Segundo informações divulgadas pelo g1, o interesse em reduzir os preços internos do petróleo nos EUA e, consequentemente, aliviar o custo de vida para os americanos, é um dos principais motivadores. Ao pressionar a produção e exportação venezuelana, Trump almeja atingir objetivos econômicos internos e, simultaneamente, enfraquecer o governo de Maduro, cujo sustento depende fortemente do setor petrolífero.

O Petróleo Venezolano: Um Tesouro Cobiçado

A Venezuela detém aproximadamente 303 bilhões de barris de petróleo comprovados, o que representa cerca de 17% do volume conhecido mundialmente, conforme dados da Energy Information Administration (EIA), órgão oficial de estatísticas energéticas dos EUA. Esse volume supera países como Arábia Saudita e Irã. Apesar de grande parte desse petróleo ser extra-pesado e demandar tecnologia avançada para extração, ele é altamente valorizado pelas refinarias americanas, especialmente as localizadas na Costa do Golfo.

O jornal “The New York Times” já havia noticiado que a commodity petrolífera é uma prioridade na ofensiva contra o governo de Maduro, com negociações secretas entre Washington e Caracas focadas neste recurso. A busca por petróleo venezuelano visa não apenas a satisfação da demanda interna dos EUA, mas também a potencial redução dos preços globais.

As medidas impostas por Washington já mostram efeitos, com Caracas enfrentando dificuldades para armazenar petróleo devido às restrições impostas aos embarques. Antes das sanções de 2019, os EUA eram os maiores importadores do petróleo venezuelano, um mercado que se reconfigurou significativamente desde então.

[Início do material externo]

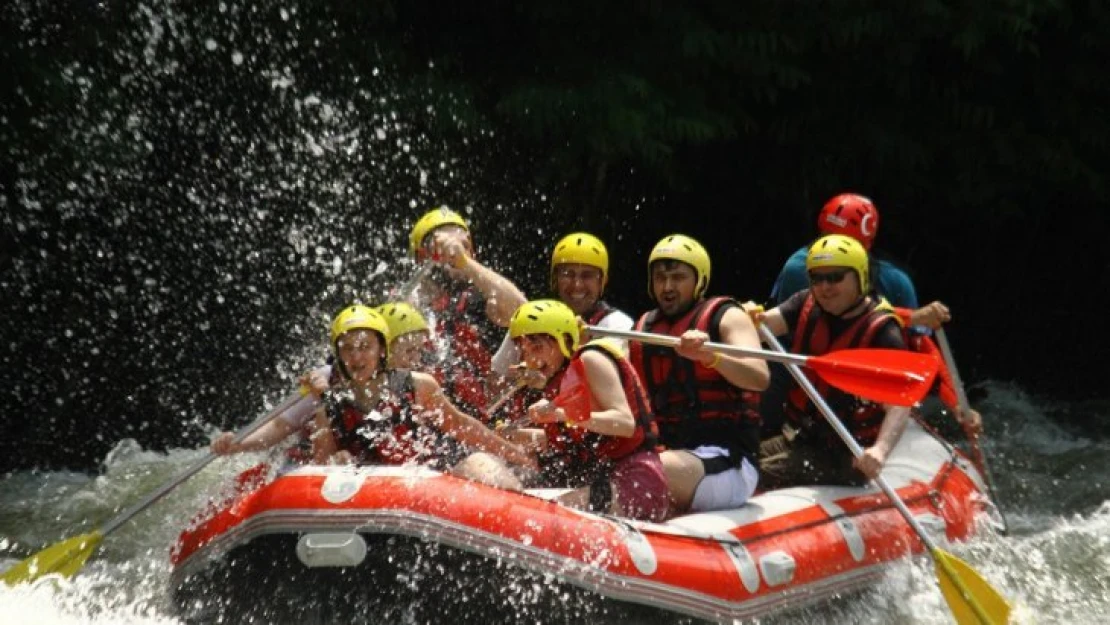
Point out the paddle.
[0,387,307,586]
[934,327,1010,535]
[586,325,938,406]
[759,325,1010,625]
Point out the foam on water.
[0,387,1110,624]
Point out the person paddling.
[408,206,525,414]
[313,305,534,485]
[751,234,910,490]
[760,193,982,436]
[492,300,669,521]
[629,234,768,513]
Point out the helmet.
[508,300,579,359]
[375,302,427,339]
[408,206,471,259]
[647,234,709,301]
[806,234,871,294]
[552,232,609,291]
[331,304,392,355]
[817,193,879,250]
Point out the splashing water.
[0,0,1110,624]
[0,385,1110,624]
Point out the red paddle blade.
[806,349,938,406]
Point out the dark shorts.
[759,436,868,491]
[612,451,670,522]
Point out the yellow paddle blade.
[0,531,104,586]
[932,547,1010,625]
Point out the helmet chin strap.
[656,299,702,321]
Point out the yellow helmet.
[552,232,609,291]
[331,304,393,355]
[408,206,471,258]
[376,302,427,339]
[508,300,579,359]
[647,234,710,301]
[806,234,871,295]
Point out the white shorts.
[689,446,759,512]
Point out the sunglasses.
[809,269,851,284]
[555,268,602,282]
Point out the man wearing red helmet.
[760,193,981,441]
[770,193,948,319]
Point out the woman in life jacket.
[753,234,910,488]
[375,302,443,370]
[490,232,633,416]
[312,305,533,485]
[492,300,669,521]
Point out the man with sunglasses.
[629,234,768,514]
[770,193,951,332]
[754,234,909,488]
[759,193,959,436]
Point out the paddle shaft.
[759,324,991,623]
[99,391,303,536]
[586,325,809,366]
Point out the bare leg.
[448,452,524,493]
[659,450,705,514]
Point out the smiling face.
[652,260,697,317]
[336,330,384,383]
[513,334,566,380]
[809,266,864,316]
[554,263,602,315]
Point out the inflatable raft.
[171,423,989,623]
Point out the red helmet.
[817,193,879,250]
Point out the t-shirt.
[490,309,634,375]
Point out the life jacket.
[428,286,494,414]
[539,339,658,487]
[894,308,960,414]
[629,298,760,465]
[324,369,442,464]
[785,292,895,447]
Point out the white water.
[0,387,1110,624]
[0,0,1110,625]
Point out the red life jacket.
[539,341,658,486]
[785,293,894,447]
[629,298,760,463]
[324,370,442,464]
[430,286,492,414]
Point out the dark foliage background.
[0,0,1110,468]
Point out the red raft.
[171,423,989,623]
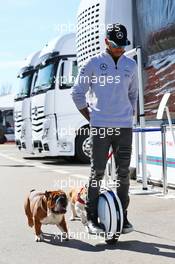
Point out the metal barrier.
[106,124,168,195]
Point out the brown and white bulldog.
[68,186,87,225]
[24,190,69,242]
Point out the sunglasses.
[108,40,126,49]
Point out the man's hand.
[79,107,90,121]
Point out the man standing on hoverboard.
[72,24,138,234]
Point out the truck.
[31,33,89,162]
[0,94,15,144]
[14,51,40,153]
[76,0,175,186]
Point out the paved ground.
[0,145,175,264]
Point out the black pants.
[86,127,132,222]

A Ascensão da China e a Doutrina Monroe Revivida

Com as sanções americanas, grande parte das exportações de petróleo venezuelano passou a ser negociada em acordos de troca de petróleo por empréstimos, especialmente com a China. A potência asiática, principal rival comercial dos EUA, tem concedido bilhões de dólares em empréstimos à Venezuela, utilizando o petróleo como garantia. Em 2023, cerca de 68% das exportações de petróleo bruto venezuelano foram destinadas à China, segundo a EIA.

Essa crescente influência chinesa na América Latina é vista com preocupação por Donald Trump. O economista André Galhardo destaca a intenção clara de Trump de “manter os laços muito bem atados” na região, combatendo o avanço geopolítico da China. Essa estratégia explica, em parte, a mudança na postura de Trump em relação a outros países latino-americanos, como o Brasil, que também se destaca como um grande produtor de petróleo.

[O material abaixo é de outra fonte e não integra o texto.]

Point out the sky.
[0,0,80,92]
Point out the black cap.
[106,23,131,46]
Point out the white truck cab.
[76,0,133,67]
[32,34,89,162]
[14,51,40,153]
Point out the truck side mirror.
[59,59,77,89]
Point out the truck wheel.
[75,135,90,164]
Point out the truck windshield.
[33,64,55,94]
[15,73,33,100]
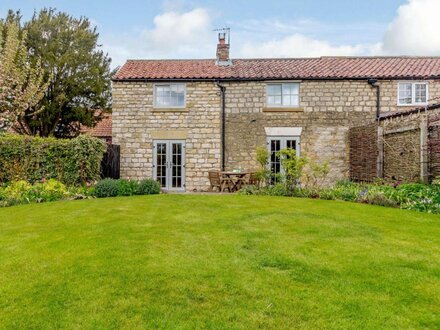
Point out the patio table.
[220,171,250,191]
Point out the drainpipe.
[368,79,380,121]
[215,82,226,171]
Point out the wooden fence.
[101,144,121,179]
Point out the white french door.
[267,136,301,183]
[153,140,185,191]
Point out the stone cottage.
[112,34,440,191]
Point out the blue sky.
[0,0,440,65]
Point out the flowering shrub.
[240,181,440,213]
[0,134,106,185]
[94,179,160,197]
[0,179,70,206]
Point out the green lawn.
[0,195,440,329]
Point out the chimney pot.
[217,33,232,66]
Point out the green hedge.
[0,134,106,185]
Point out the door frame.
[152,140,186,191]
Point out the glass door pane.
[155,143,168,188]
[269,139,281,184]
[171,142,183,188]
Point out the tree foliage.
[8,9,111,137]
[0,12,49,130]
[0,134,107,185]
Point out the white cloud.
[101,8,213,66]
[382,0,440,55]
[144,8,211,51]
[239,33,379,57]
[101,0,440,66]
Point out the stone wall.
[113,82,220,191]
[226,81,376,182]
[113,80,440,191]
[349,123,379,182]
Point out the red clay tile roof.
[113,56,440,80]
[80,113,112,137]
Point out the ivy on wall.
[0,134,107,185]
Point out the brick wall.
[349,123,379,182]
[226,81,376,183]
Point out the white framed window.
[154,84,186,108]
[397,82,428,105]
[266,83,299,107]
[267,136,301,184]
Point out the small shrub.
[94,179,160,198]
[358,190,398,207]
[0,134,107,185]
[238,185,263,195]
[136,179,160,195]
[95,179,118,198]
[116,179,138,196]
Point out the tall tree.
[17,9,111,137]
[0,12,48,130]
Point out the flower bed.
[0,179,160,207]
[240,181,440,213]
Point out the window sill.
[263,107,304,112]
[151,108,189,112]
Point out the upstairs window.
[397,82,428,105]
[154,84,186,108]
[266,83,299,107]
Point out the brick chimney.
[216,33,232,66]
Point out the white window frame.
[397,81,429,107]
[266,81,301,108]
[153,83,186,109]
[266,135,301,184]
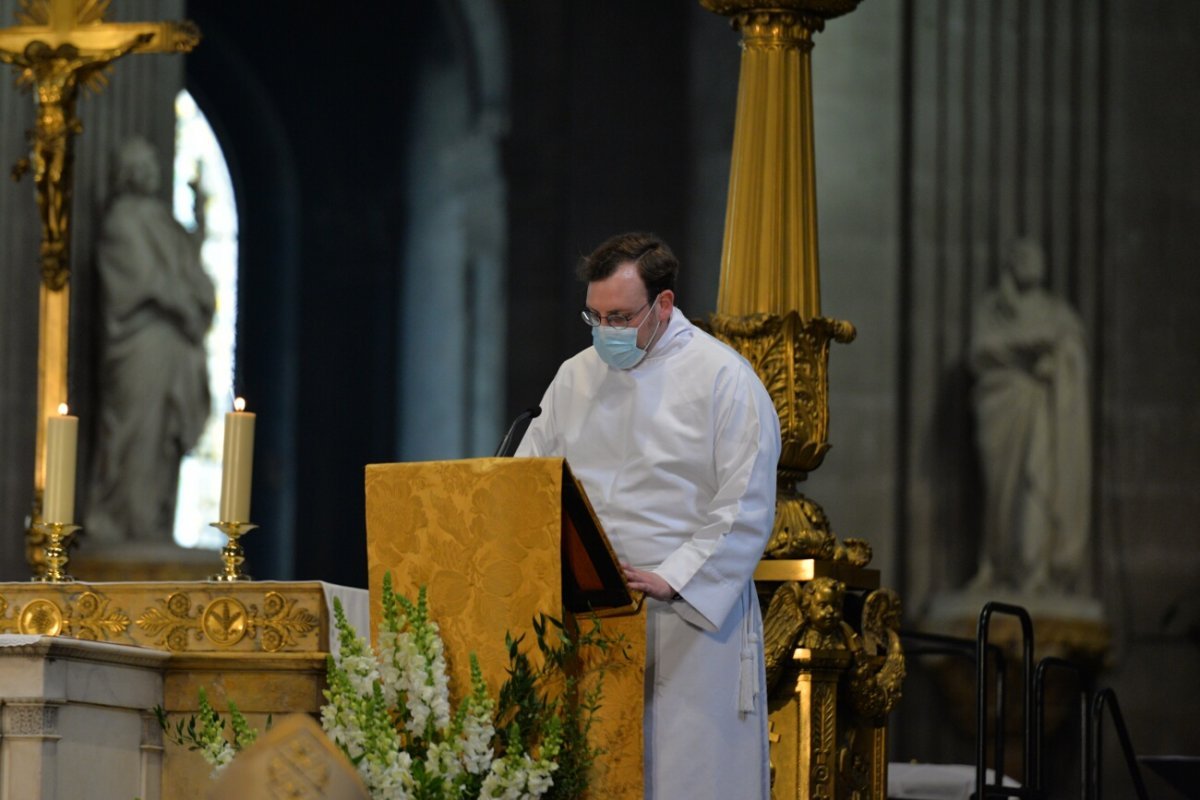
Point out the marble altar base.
[0,634,173,800]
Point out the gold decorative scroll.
[0,583,330,654]
[0,0,200,573]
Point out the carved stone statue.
[970,239,1092,595]
[85,138,215,542]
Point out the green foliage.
[496,614,623,800]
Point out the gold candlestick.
[209,522,258,581]
[30,522,79,583]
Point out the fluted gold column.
[701,0,858,319]
[700,0,905,800]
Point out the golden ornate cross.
[0,0,200,566]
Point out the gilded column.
[701,0,905,800]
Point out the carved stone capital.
[0,699,59,739]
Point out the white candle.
[218,397,254,522]
[42,403,79,524]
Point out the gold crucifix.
[0,0,200,573]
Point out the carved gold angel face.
[804,578,846,633]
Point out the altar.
[0,582,370,800]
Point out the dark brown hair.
[576,233,679,301]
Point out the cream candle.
[220,397,254,522]
[42,403,79,524]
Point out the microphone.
[494,405,541,458]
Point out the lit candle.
[42,403,79,524]
[220,397,254,522]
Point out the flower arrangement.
[156,573,619,800]
[154,686,261,777]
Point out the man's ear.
[658,289,674,315]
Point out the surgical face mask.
[592,297,662,369]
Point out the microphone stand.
[494,405,541,458]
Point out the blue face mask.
[592,297,662,369]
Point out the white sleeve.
[654,367,780,631]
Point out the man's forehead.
[587,261,646,311]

A nova política externa dos EUA para a América Latina resgata a Doutrina Monroe, formulada em 1823. Essa doutrina estabelecia o hemisfério ocidental como área de interesse estratégico prioritário para os EUA e considerava qualquer intervenção europeia como uma ameaça. A Casa Branca sinaliza a intenção de “retomar” seus princípios, fortalecendo a hegemonia continental e afastando concorrentes como a China.

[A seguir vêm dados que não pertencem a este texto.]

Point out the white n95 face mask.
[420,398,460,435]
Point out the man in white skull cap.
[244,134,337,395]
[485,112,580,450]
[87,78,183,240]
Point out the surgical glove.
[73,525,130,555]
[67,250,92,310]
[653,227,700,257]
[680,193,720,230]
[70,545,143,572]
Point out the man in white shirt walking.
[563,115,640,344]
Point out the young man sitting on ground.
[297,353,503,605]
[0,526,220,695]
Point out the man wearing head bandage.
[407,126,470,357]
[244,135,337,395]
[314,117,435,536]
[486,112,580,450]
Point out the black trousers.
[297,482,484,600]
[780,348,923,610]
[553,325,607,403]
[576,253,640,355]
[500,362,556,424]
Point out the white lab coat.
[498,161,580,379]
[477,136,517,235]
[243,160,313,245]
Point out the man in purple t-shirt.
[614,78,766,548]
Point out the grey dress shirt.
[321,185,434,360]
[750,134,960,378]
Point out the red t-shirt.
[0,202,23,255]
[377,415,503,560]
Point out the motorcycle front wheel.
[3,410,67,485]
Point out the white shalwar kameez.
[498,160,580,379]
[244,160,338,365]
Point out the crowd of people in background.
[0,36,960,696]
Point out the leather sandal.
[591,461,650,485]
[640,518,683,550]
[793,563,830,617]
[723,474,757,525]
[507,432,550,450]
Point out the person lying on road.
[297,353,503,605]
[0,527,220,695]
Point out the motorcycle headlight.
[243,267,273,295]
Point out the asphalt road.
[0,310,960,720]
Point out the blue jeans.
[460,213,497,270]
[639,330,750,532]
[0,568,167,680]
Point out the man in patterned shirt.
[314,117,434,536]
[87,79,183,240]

Expansão de Mercado e Interesses Americanos

Além dos aspectos geopolíticos e do petróleo, a ofensiva americana visa também expandir o mercado sul-americano para companhias dos EUA. Conversas públicas entre a líder opositora venezuelana, María Corina Machado, e Donald Trump Jr. indicam um interesse na abertura do mercado venezuelano a empresas americanas.

O governo Trump tem buscado incentivar exportações e ampliar o acesso a mercados internacionais, com foco crescente na América Latina. A nova estratégia de política externa prevê um ajuste na presença militar global para enfrentar ameaças urgentes no Hemisfério, recalibrando a atuação em áreas de menor relevância histórica recente para o país.

A abordagem retoma uma visão de consolidação da hegemonia continental, similar à política adotada no início do século XX, com o objetivo de assegurar a expansão dos interesses econômicos americanos na região e afastar a influência de potências rivais. A busca por petróleo e a contenção da influência chinesa são, portanto, pilares centrais dessa nova fase da política externa dos EUA na América Latina.